Opinion & Analysis

From Taiwan to New Zealand: Being a migrant’s child


In the latest from our New Voices series, we hear from Stacey Liu on her experiences moving to New Zealand from Taiwan when she was young and the hard lessons she learned.

The news of moving to another country had lit a spark of hope in my world, but I should’ve known that all that glittered was not gold. My parents had once said that moving from Taiwan to New Zealand meant less homework, less strict teachers, and less pollution. And in a way, my parents kept all these promises, but not in the way I imagined.

Sitting in the classroom as an eight-year-old on my first day of school in Aotearoa, I struggled to understand anything the blonde teacher standing at the front of the classroom was saying, or why the children around me were happily sitting on the ground near the front of the class, since that was a method of punishment for misbehaving students in my previous school. All I could do was try to interpret everyone’s expressions and fight the urge to run away from the childrens’ curious gazes, while trying and failing to understand why everyone was serious one moment and laughing in the next, where everyone was going all of a sudden, or what the teacher aide was trying to tell me as she led me from one place to another.

Stacey Liu moved to New Zealand from Taiwan when she was eight years old. Image: Supplied

I remember taking my very first math test. Math was my favourite subject back in Taiwan, so I was excited as the questions flashed on the screen, but because they were word questions, I couldn’t answer most of them. So out of the 100 questions I answered only two, and to make an even bigger joke out of myself, neither of my answers were correct. I had never had such a bad grade in my entire life, least of all in math. I was unable to contain myself any longer as tears ran down my cheeks. The teacher aide led me outside and tried to comfort me, but I only cried more because I could not even understand what she was saying.

My only friend at school was Zoe, who would always tell me that she would play with me tomorrow before running off to play with her own friends. I took her word, grateful for the friendship in this foreign land, and I waited day after day – only to hear the same thing, that she would play with me tomorrow. Days bled into weeks, weeks into months, and my hope faded as I waited for that one day when she would finally say that I could play with her. That day never came.

In the years that followed, I received many names like “The Japanese/Chinese/Korean Girl”, “That Kid Who Never Speaks”, and the most common one amongst children, “Ching Chong Chinaman”. As time went by, the truth slowly dawned on me. My new school was not Hogwarts where every day was a wonder, nor was I in Narnia where good friends were so easily found. I was in a world where my old dreams turned into mockery, a place that turned my fantasies to a nightmare.

Fast-forward to a few years later, I was finally able to blend in with the other student in my high school, but there were still moments when I was reminded that I didn't belong.
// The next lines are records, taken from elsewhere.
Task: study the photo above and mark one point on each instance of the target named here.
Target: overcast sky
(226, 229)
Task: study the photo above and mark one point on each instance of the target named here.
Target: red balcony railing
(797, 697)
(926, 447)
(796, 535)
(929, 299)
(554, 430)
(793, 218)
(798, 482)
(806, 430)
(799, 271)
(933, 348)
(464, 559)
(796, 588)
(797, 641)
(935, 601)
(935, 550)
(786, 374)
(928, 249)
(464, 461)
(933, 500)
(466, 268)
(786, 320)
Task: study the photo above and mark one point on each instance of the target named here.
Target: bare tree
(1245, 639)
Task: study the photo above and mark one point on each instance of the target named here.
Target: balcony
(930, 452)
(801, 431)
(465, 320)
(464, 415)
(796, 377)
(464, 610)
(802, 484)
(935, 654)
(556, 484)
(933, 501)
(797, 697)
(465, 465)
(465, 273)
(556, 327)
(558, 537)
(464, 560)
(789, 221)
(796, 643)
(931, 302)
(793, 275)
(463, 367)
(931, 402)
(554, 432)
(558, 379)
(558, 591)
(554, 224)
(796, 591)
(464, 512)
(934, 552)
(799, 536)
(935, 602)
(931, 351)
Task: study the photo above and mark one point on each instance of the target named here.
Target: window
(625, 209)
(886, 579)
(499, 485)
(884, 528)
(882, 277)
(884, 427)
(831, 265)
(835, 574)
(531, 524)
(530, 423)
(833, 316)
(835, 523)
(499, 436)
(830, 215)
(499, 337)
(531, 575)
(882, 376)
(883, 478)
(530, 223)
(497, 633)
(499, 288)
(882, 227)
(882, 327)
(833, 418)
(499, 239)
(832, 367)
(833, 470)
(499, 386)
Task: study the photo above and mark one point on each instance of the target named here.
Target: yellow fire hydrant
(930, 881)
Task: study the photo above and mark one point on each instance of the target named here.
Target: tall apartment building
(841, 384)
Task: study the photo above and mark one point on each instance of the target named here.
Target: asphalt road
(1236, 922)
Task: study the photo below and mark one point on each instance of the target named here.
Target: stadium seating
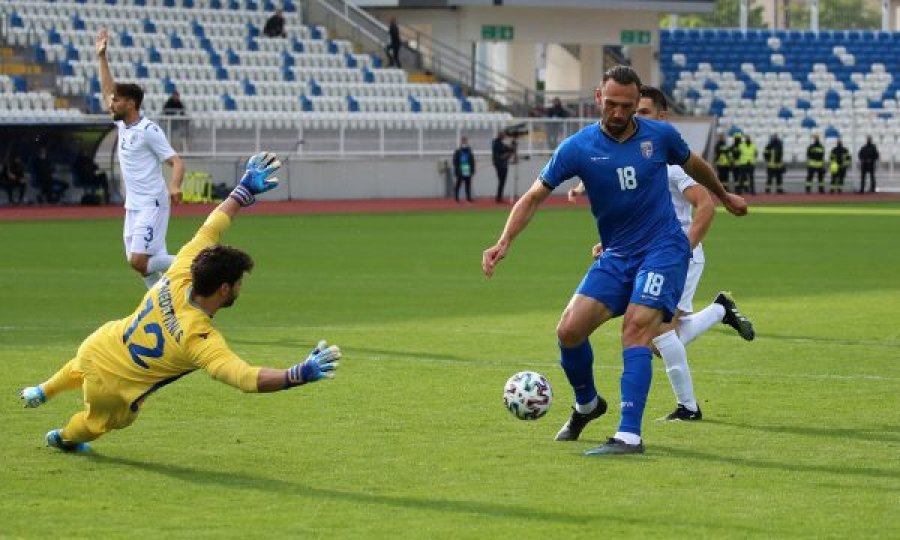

From the teenagers who lifted the corners of their eyes mockingly with their hands, to the elderly people who often reminded me how rude it was of me to speak Chinese with my family in public, I learned that there are those who may never truly accept the likes of me. I had once thought that going back to Taiwan would make everything all right, but after my last visit, I realised it was not the case.

I was fifteen when I visited Taiwan. Seeing my relatives and old friends was a thrill, and the conversations we had seemed like they could go on forever. But when we began talking about our past, I realised that even though we had played together as children, we did not belong in the same world. While I could not imagine living in the crowded and polluted city I once loved as a child, they were unable to imagine what it would be like to chase back runaway calves and lock them back in their pens, or to collect firewood the way my family and I did every winter.

I was home, but it was no longer my home.

Looking back on it now, I realise how naïve it was of me to believe that immigration was a dream come true, and the way I had hoped that the people here would accept my family and me with open arms when we were uninvited is absurd. But after all these years of being a misfit, I must admit that I really am beyond lucky to have had this opportunity as a child, because it has taught me how to be strong and independent at a young age, and that I can overcome any barriers through perseverance. While there are still countless uncertainties in my life, I can finally say that I’m no longer afraid of the unforeseeable hardship because, from my experience, I know that nothing can hold me down.